Legendary Hammer Films started in 1934. With some fits and starts it began to take real shape following World War II, when productions started again in 1949. It wasn't until the last 50's however where two great entities came together - that of Hammer's Gothic/Horror/Sci-Fi melodrama subject matter and those amazingly intense blood reds of Technicolor. Hammer Films has had a long life, but not without death and resurrection. By the time the 1970's came around, Hammer was in full swing with a history of successful U.S. studio partnerships. During that period however, the color television also became a staple in most households and like the video business of today, it was keeping people home more and more. The film business was beginning to suffer. The 1980's arrived and Hammer Film's adapted by making the move from film to television, but it was short lived and the 90's proved worse.
Enter the millennium. Hammer gets acquired by Cyrte Investments who also purchases the Los Angeles based production company Spitfire Pictures. The acquisition of both Spitfire and Hammer effectively operate as one business with two separate brands. In 2007 Hammer horror turned 50 and to celebrate the occasion the BFI (British Film Institute) restores Hammer's original Dracula.
This year expect more from Hammer with new horror genre productions with big names. Danielle Radcliffe was just announced to star in The Woman in Black, set to film this fall. Hilary Swank, Jeffrey Dean Morgan along with Hammer alum Sir Christopher Lee (see sweet and melancholy video of Lee's on set interview here) lead a cast in the upcoming The Resident. In 2008
What is most exciting about Hammer Films's survival, in my opinion, are the The Hammer Archives. Although I'm unsure of what films outside of Dracula have been restored, there are Hammer collections in the Horror, Suspense and Noir categories available on DVD and you can browse the archives on their website. Since that section of their site is titled "The Hammer Archives" and not "The Hammer Library", I gather that preservation is involved but I'm not sure. I didn't find anything on the site that was about the archive itself. Just a listing of their films. Hammer Production's (changed to Hammer Films later) first film, The Public Life of Henry the Ninth (1935) is on BFI's Most Wanted list. Original elements remain missing and are in much need of being located and restored. Hopefully others are in the process of restoration or there is at least a campaign to keep these films intact in order to really preserve the Hammer Films legacy.

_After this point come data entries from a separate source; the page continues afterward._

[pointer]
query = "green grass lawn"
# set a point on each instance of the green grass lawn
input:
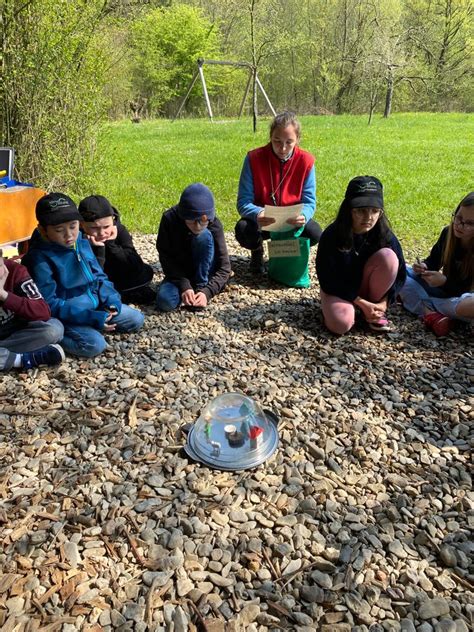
(425, 162)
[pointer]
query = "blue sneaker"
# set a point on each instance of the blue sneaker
(49, 355)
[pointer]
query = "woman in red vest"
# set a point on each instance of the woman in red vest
(278, 174)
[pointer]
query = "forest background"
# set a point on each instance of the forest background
(69, 68)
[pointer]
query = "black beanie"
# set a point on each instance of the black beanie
(56, 208)
(96, 207)
(196, 200)
(365, 191)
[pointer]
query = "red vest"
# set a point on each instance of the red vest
(268, 170)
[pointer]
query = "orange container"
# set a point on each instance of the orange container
(17, 213)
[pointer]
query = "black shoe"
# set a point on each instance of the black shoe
(49, 355)
(256, 261)
(140, 296)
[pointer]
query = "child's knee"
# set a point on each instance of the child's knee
(339, 326)
(53, 331)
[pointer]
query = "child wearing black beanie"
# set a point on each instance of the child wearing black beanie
(192, 251)
(113, 246)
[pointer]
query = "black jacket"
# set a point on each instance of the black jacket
(121, 262)
(340, 272)
(455, 284)
(174, 249)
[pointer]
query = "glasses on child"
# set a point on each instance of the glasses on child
(373, 212)
(468, 225)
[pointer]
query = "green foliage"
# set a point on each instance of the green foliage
(167, 43)
(424, 161)
(51, 88)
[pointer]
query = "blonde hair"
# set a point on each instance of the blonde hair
(282, 120)
(447, 259)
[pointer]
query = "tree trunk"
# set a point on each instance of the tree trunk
(388, 96)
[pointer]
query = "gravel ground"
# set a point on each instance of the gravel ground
(360, 521)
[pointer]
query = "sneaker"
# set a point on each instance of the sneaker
(440, 324)
(49, 355)
(256, 261)
(382, 325)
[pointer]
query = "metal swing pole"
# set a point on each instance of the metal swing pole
(257, 80)
(246, 93)
(193, 81)
(204, 87)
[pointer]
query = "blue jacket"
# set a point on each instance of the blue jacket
(71, 281)
(340, 272)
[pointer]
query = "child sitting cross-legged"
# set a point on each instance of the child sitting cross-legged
(27, 332)
(113, 246)
(440, 289)
(72, 282)
(192, 251)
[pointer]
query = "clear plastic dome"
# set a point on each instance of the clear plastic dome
(233, 433)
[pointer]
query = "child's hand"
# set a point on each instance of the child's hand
(94, 241)
(108, 326)
(200, 299)
(188, 297)
(297, 221)
(433, 278)
(264, 221)
(419, 267)
(371, 311)
(113, 233)
(3, 274)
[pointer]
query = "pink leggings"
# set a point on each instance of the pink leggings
(380, 272)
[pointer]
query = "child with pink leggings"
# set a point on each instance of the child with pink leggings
(360, 262)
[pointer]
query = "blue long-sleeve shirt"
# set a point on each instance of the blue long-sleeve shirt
(246, 194)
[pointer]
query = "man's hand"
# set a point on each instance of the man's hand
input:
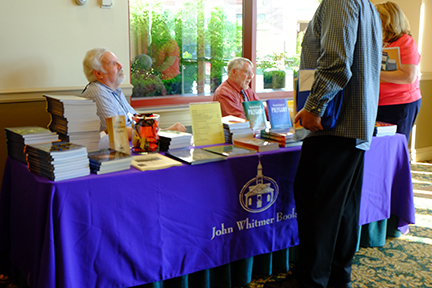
(309, 121)
(177, 127)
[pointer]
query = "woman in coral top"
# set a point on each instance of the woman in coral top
(399, 97)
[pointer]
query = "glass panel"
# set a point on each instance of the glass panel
(280, 30)
(182, 47)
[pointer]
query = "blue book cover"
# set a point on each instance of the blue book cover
(278, 113)
(331, 114)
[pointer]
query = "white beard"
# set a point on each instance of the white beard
(120, 77)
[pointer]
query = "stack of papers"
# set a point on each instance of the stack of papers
(194, 156)
(235, 127)
(169, 139)
(58, 160)
(18, 137)
(74, 119)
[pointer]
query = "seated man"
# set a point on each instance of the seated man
(235, 90)
(105, 74)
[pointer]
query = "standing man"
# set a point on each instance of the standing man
(105, 74)
(235, 90)
(343, 43)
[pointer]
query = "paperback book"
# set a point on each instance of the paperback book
(235, 127)
(169, 139)
(58, 160)
(255, 114)
(194, 156)
(109, 160)
(154, 161)
(257, 144)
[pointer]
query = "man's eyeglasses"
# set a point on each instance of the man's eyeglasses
(247, 72)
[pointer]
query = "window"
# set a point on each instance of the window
(281, 23)
(180, 48)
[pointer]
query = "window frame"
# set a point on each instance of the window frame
(249, 51)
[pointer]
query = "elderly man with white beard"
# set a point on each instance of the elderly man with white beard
(105, 74)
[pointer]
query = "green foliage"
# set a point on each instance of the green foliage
(215, 41)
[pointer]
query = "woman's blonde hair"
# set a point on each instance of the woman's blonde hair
(394, 22)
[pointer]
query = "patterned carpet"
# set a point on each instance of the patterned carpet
(402, 262)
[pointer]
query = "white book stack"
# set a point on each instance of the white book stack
(74, 119)
(58, 160)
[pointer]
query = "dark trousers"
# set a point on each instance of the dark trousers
(327, 191)
(403, 115)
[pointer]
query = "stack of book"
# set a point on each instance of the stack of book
(74, 119)
(256, 115)
(283, 137)
(18, 137)
(169, 139)
(384, 129)
(109, 160)
(58, 160)
(278, 113)
(257, 144)
(235, 127)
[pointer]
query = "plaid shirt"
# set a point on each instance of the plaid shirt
(343, 42)
(108, 102)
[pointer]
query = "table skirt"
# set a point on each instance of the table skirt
(240, 273)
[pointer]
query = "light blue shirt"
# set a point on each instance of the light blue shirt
(109, 103)
(343, 42)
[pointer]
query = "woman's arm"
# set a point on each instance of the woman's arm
(406, 75)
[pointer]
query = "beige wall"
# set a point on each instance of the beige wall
(43, 44)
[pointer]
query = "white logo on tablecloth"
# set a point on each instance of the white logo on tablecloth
(259, 193)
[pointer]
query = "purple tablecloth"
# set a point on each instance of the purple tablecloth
(131, 227)
(387, 187)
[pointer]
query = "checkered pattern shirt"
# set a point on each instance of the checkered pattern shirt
(343, 42)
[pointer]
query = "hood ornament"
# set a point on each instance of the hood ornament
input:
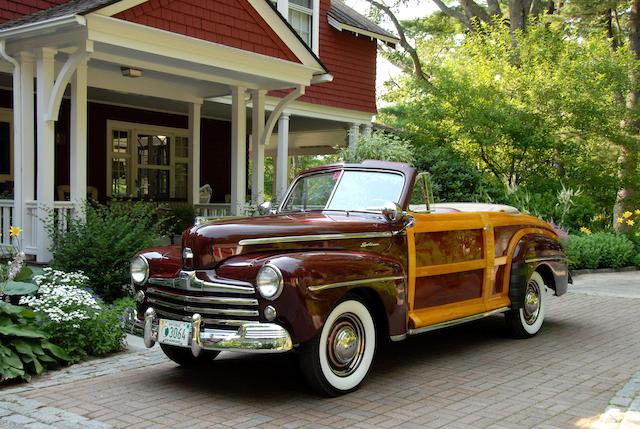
(187, 254)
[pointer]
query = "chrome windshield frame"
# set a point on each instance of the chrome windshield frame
(340, 169)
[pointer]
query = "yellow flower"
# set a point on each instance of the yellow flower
(14, 231)
(585, 230)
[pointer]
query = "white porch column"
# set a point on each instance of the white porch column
(282, 163)
(46, 150)
(352, 135)
(194, 152)
(257, 149)
(23, 144)
(238, 150)
(78, 140)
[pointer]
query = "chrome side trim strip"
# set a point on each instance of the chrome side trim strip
(550, 258)
(223, 322)
(188, 280)
(204, 310)
(457, 321)
(202, 299)
(354, 283)
(315, 237)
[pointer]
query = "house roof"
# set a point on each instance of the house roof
(342, 17)
(73, 7)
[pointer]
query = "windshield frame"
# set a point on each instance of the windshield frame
(341, 169)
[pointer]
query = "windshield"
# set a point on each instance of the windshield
(349, 190)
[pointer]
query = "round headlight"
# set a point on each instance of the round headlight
(269, 282)
(139, 270)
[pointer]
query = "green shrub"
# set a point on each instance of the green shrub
(24, 347)
(102, 245)
(600, 250)
(74, 318)
(379, 145)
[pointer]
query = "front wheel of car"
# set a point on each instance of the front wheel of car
(525, 322)
(183, 356)
(338, 358)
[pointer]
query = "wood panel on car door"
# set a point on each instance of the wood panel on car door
(450, 267)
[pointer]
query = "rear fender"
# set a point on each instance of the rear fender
(542, 253)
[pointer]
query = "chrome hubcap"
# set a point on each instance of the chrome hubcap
(532, 299)
(345, 345)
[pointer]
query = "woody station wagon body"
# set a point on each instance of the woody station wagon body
(344, 262)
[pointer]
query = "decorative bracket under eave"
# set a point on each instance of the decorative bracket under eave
(64, 76)
(277, 111)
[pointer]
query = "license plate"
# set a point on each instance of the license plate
(174, 332)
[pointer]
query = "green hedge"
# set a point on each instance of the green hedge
(600, 250)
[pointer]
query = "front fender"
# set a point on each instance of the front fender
(315, 281)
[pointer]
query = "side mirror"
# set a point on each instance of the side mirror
(265, 208)
(392, 212)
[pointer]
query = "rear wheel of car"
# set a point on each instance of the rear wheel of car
(525, 322)
(338, 358)
(183, 356)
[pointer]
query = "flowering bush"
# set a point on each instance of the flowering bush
(74, 318)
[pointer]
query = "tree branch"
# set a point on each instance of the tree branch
(452, 13)
(494, 7)
(413, 53)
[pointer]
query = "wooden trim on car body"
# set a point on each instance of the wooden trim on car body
(437, 222)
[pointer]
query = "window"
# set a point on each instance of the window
(6, 145)
(148, 162)
(300, 18)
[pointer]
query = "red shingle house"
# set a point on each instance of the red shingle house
(156, 98)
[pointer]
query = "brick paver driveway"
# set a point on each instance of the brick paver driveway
(468, 376)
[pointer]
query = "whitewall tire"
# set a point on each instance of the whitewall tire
(525, 322)
(338, 358)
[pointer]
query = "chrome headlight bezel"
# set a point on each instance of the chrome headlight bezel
(139, 270)
(269, 282)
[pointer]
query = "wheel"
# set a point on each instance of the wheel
(338, 358)
(183, 356)
(525, 322)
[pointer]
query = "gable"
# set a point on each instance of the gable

Hammer's product varied considerably in quality, but one thing is for sure, it's contribution to cinema's B-Horror, Science-Fiction and Sexploitation genres are unquestionable. There aren't any other films like Hammer films, especially during it's hey-day in the 50's and 60's. Genuinely spooky, yet sexy and inventive, and let's not forget that beautiful saturated Technicolor. I also prefer a horror movie to be more disturbing and frightening than gore filled. Even some Hammer are too much for me. Normally scary movies from an earlier time suit me just fine. A Hammer film from the 60's is more than nostalgia though. It's B-Horror, Sci-Fi and Sexploitation at it's best. They are like unsettling dreams that stay with you for days. With Hammer's latest revival, it looks like the production company continues to prove it's longevity. Like the cat with many lives, Hammer keeps returning from the dead.